The New York-based urban planning company partnered with public development agency Waterfront Toronto in 2017 to build a 12-acre community called Quayside filled with new technologies and designed to make urban living easier and more sustainable. The Alphabet Inc. subsidiary proposed a range of technologies, including traffic signals that adapted to pedestrian patterns, artificial-intelligence-powered heating and cooling for buildings and robots that moved freight and garbage underground.
After 2½ years of promotion and controversy, including over the potential of surveillance and data collection on the site, Sidewalk cancelled the project on May 7, citing economic uncertainty from the novel coronavirus pandemic.

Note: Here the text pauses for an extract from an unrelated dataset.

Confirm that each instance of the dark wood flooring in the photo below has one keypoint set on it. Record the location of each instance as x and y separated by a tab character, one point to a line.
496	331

Quayside was Sidewalk’s only significant city-building project, although it was not the company’s first choice to build a community, as it described, “from the internet up.” A confidential 2016 document obtained by The Globe and Mail last year revealed the company had detailed plans to propose for the Denver, Detroit and San Francisco Bay areas. That document also revealed that Sidewalk originally wanted to collect enough data about peoples’ lives that it could predict their future movements.
The Globe reported in May that the death of Quayside was part of a pattern of internal and external clashes and disappointments that stretches back nearly to Sidewalk’s inception. The company struggled to define its goals from the start, and the 2016 document became a source of internal strife as city-building experts clashed with Google-style technologists.